Eden in the Wilderness
Steep and jagged cliffs ring the western shore of the Dead Sea guarding the entrance to the Judaean Desert (Hebrew: מִדְבַּר יְהוּדָה Midbar Yehuda). The geographical term for the Judaean Desert is a “rainshadow desert”. Rainshadow deserts occur in many places on the earth and are formed when prevailing westerly winds from the sea bring moisture laden air inland. As the air rises to pass over the hills of Judah, the moisture condenses as rain and falls on the windward side of the mountains. By the time the air mass reaches the leeward (or eastward) side of the Judaean hills, ie, the Dead Sea region, (better known as the Salt Sea (Hebrew yam HaMelahch: ים המלח) the air is dry and no rainfall occurs. [The avg. rainfall for the Salt Sea region is less than 2 inches per year.]
Nestled in the midst of these towering limestone cliffs dotted with small caves is the oasis of Engedi or Ein Gedi: עֵ֥ין גֶּֽדִי (Heb: aiyn gedi). Aiyn means ‘eye’, but it also means ‘spring’ – like a spring of water. [It is also a letter of the Hebrew alphabet (ע).] Gedi means a goat kid (or baby). So Ein Gedi is basically the spring of the baby goats referring to the Ibex which make their home on the rock cliffs. The waters of an oasis originate deep within the earth and flow up to the earth’s surface and therefore do not depend upon rain water. Thus, the Engedi oasis can exist in a rainshadow desert and provide fresh water for the Ibex and many other animals of the region.
According to 1 Samuel 24, David sought refuge from King Saul in the “strongholds of Engedi”. The word ‘strongholds’ does not refer to a fortress, but rather to the natural topography of the sheer cliffs that mark the region. In one of the many limestone caves that pocket this region, David also spared King Saul’s life as detailed in the 1 Samuel 24 narrative.
There is a parallel spiritual component to every life experience and God uses everything that happens to us in the physical realm to teach us lessons in the spiritual realm. Since the desert is a place of limited resources (ie, food, water), it has often been used by God as a training ground to develop in His people faith in Him as their all sufficient provider. God allowed David to spend ten years hiding in the Judaean Desert from King Saul before he actually became King of Israel. Why? God was developing character traits in David that he would need as king and that could only be learned in the ‘desert areas of life’.

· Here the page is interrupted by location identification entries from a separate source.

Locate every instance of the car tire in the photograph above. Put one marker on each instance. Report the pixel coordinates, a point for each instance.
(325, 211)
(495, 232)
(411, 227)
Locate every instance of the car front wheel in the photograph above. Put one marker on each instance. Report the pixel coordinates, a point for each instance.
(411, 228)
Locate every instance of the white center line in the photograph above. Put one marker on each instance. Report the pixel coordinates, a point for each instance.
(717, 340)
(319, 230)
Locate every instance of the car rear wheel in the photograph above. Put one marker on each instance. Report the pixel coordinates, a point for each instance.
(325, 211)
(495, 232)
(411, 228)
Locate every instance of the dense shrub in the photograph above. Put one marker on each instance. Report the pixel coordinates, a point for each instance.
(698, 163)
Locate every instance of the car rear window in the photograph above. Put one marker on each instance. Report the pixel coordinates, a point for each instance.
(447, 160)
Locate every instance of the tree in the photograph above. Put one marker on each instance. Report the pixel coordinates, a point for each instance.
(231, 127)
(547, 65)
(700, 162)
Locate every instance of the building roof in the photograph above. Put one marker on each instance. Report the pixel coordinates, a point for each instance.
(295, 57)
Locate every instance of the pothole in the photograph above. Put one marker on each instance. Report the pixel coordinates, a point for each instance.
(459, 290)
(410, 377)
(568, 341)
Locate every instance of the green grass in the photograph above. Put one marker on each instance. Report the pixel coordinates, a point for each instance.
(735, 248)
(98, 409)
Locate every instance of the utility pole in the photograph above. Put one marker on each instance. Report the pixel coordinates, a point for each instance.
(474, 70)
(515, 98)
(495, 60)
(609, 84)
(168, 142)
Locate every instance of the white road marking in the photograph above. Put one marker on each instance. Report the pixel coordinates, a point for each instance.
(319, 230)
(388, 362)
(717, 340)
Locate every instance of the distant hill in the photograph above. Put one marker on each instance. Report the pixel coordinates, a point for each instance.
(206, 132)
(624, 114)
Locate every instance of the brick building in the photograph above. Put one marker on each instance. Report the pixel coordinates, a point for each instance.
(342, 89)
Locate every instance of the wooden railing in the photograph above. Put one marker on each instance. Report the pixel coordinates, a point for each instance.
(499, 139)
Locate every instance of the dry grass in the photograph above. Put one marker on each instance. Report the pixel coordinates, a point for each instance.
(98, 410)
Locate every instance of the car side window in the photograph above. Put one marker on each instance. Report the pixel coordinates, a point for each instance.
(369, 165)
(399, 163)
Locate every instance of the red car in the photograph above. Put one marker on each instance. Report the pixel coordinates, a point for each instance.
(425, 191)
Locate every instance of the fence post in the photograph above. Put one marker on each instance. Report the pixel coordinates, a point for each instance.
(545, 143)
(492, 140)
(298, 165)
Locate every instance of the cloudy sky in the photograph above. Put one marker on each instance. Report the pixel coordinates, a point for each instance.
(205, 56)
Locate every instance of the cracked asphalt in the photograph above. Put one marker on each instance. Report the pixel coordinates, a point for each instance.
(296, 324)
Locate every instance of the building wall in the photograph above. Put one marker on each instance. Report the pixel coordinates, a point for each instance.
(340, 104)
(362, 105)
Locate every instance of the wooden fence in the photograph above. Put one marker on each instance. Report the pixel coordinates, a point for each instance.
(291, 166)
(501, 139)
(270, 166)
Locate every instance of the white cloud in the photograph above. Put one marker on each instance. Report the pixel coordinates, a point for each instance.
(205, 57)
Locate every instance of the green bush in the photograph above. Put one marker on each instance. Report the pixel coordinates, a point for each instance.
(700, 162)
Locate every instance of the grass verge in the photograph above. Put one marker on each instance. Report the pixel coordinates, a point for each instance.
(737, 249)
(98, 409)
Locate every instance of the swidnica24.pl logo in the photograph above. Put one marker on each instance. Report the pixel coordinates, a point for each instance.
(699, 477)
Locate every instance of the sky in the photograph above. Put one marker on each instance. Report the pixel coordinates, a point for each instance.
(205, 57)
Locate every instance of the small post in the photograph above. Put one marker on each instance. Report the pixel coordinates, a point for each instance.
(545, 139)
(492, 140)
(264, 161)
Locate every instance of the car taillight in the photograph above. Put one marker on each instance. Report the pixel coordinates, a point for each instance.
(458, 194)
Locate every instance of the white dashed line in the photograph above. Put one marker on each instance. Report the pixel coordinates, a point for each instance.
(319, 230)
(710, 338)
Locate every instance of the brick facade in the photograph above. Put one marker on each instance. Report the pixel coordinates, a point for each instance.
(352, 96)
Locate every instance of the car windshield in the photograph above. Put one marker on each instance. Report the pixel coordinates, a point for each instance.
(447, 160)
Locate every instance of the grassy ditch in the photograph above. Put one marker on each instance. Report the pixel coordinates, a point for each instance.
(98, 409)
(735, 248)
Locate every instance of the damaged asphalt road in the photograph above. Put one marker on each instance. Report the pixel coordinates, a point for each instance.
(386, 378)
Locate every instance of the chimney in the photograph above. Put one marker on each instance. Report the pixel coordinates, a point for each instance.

God declares many times in His Word that He is able to bring forth water (always a symbol of fruitfulness) in desert areas. Isaiah writes, “Then shall the lame man leap as an hart… for in the wilderness shall waters break out, and streams in the desert.” (Isa. 35:6) One of my favorite verses has become Isaiah 58:11, “And the LORD shall guide thee continually, and satisfy thy soul in drought, and make fat thy bones: and thou shalt be like a watered garden, and like a spring of water, whose waters fail not.” Surely Isaiah was thinking of Ein Gedi when he wrote this powerful verse. The spiritual meaning is a great comfort. When our soul is “in drought” … when we are in the desert of life where resources are very limited … God HIMSELF will provide our needs. He is our garden to rest and regain strength. And Isaiah says God will do this CONTINUALLY (Hebrew תָּמִיד֒ – tah-mid). God desires to be our inward source to satisfy our soul even in the most severe trials that come our way. He does not want us to be dependent upon external circumstances for our peace and joy, but only upon Himself! So, He sends us to the desert, like He did David, in order to strip the external things from our life so that we can learn that we do not need them anyway. We only need Him. He is our ‘Eden in the wilderness’.